Discrimination and Harassment

It is unlawful for any employer to harass an employee because of race, religious creed, color, national origin, ancestry, physical disability, mental disability, medical condition, marital status, sex, age, or sexual orientation. The laws protecting employees from discrimination and harassment fall into multiple categories.

Under the California Fair Employment and Housing Action, the Americans with Disabilities Act, and Title VII of the Civil Rights Act of 1964, employees have a multitude of potential claims, including: wrongful termination by either actual and constructive discharge; refusal to hire, promote, offer bonuses, raises, or benefits; retaliation for complaints of discrimination or harassment; failure to provide a reasonable accommodation based upon disability or medical condition; and failure to take reasonable steps to prevent discrimination or retaliation.

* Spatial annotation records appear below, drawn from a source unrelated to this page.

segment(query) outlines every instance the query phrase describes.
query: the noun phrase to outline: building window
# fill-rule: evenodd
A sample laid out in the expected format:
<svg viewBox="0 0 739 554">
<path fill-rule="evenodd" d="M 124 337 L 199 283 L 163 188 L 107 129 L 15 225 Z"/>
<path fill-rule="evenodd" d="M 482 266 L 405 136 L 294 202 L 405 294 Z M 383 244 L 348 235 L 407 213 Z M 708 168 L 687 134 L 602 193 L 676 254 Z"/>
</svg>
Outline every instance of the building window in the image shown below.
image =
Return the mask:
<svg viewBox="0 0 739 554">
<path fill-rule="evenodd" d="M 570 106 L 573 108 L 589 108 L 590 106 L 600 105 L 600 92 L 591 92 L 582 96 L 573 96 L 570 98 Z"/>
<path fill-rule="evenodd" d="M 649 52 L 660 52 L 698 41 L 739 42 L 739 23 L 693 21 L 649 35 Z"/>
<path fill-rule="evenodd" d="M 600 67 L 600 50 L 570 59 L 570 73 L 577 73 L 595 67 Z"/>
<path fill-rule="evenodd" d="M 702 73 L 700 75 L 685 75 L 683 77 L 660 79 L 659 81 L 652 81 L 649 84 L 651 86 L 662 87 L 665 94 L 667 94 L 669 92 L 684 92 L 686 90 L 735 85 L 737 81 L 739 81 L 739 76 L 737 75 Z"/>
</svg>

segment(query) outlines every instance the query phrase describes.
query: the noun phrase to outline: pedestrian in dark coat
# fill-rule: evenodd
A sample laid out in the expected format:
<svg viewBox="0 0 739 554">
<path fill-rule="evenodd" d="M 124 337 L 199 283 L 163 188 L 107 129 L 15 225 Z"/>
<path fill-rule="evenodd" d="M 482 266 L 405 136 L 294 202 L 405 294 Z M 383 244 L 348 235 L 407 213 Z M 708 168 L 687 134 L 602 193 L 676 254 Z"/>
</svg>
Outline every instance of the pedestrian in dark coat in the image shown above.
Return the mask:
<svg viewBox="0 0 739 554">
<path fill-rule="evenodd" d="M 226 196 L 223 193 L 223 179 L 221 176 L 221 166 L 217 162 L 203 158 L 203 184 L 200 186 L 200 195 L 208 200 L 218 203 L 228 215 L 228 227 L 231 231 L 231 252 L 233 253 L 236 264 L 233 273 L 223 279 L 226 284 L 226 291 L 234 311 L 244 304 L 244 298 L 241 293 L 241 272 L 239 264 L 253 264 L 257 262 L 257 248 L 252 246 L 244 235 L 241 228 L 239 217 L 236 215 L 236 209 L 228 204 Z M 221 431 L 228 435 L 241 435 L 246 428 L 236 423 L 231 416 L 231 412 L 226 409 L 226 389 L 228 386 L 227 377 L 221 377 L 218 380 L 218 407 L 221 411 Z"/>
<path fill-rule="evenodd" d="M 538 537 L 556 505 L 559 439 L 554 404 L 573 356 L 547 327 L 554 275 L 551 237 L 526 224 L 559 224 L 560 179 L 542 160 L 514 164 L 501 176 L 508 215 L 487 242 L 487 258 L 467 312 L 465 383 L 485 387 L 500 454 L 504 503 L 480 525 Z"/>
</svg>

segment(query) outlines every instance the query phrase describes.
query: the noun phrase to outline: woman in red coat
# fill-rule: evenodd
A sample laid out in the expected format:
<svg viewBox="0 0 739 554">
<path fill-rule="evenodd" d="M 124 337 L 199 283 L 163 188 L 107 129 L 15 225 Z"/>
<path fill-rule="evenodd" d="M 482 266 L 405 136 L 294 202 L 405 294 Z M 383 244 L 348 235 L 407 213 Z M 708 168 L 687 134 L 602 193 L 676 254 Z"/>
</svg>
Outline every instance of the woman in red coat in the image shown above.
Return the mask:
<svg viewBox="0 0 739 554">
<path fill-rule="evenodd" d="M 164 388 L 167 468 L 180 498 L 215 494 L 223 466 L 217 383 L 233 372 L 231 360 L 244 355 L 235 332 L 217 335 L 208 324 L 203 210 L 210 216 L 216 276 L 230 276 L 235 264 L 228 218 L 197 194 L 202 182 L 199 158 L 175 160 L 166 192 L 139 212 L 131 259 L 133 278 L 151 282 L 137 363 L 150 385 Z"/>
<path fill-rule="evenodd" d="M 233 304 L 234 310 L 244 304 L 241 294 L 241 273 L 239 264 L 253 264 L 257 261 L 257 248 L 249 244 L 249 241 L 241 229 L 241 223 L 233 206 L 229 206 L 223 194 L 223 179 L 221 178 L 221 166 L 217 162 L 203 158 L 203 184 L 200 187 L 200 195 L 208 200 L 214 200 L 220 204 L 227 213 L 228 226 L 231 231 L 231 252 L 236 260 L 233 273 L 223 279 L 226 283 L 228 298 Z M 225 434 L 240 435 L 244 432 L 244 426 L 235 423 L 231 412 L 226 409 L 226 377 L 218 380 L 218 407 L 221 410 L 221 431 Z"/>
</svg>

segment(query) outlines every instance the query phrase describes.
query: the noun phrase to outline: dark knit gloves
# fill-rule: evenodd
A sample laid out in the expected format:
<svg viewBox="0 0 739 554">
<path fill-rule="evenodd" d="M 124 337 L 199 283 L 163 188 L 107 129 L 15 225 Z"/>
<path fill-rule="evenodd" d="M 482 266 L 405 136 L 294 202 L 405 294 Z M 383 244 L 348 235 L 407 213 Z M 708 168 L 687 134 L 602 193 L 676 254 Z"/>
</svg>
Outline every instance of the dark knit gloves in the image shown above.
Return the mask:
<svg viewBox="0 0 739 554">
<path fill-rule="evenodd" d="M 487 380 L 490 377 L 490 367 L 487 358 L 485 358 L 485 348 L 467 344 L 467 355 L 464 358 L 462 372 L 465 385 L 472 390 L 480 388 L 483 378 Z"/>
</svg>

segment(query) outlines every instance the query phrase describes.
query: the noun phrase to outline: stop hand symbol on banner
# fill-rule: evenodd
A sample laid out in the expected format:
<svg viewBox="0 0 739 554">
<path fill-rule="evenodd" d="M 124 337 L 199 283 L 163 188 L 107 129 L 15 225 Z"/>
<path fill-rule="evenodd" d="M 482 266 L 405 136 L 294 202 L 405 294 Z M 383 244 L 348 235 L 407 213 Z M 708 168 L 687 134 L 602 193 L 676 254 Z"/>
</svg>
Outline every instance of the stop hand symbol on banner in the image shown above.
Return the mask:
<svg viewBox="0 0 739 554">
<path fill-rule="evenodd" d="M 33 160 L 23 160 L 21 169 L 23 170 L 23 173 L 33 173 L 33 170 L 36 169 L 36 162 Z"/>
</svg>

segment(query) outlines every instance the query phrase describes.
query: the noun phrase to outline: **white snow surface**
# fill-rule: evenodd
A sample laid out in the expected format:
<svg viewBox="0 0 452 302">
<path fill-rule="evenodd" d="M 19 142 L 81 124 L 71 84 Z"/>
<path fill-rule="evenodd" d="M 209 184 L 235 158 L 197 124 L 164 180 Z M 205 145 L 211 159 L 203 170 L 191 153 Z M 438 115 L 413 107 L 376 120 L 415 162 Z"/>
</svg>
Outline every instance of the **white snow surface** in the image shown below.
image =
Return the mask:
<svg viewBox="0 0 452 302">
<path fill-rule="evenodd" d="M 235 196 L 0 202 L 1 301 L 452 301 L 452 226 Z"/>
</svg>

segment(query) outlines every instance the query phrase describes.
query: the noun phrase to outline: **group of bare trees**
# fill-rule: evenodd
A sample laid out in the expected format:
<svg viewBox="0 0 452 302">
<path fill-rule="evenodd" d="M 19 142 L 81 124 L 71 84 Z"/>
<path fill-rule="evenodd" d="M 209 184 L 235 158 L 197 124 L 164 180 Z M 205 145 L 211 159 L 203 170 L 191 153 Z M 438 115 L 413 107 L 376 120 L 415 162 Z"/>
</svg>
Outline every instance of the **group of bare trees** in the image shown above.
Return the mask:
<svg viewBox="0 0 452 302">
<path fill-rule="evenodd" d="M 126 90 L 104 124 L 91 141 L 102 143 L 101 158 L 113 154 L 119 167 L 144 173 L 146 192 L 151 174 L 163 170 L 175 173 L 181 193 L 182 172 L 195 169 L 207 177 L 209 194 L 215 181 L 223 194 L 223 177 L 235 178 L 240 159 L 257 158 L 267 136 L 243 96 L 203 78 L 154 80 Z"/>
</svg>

In addition, wrongful termination claims based upon race and gender find direct constitutional support in our State Constitution (Rojo claims). In particular, claims for wrongful termination based upon marriage and familial status and false light claims may be brought under Article I, section 1 of the California Constitution.

Under the FMLA, employees can assert claims for wrongful termination, even when the termination is disguised as a reduction-in-force, targeted discharge, refusal to offer leave benefits, or other adverse employment action.

In addition to state and federal statutes and constitutional claims, California courts have carved out various wrongful termination claims based upon public policy, referred to as Tameny claims.

The courtroom is not the only venue for employment-related claims. Employees may bring administrative claims under the authority of the California DFEH or the U.S. EEOC. Wage and hour and benefits claims may be brought and adjudicated by the CA Labor Commission. Discrimination claims against a government contractor may be brought in the OFCCP, and worker’s compensation retaliatory claims under section 132(a) may be prosecuted administratively as well.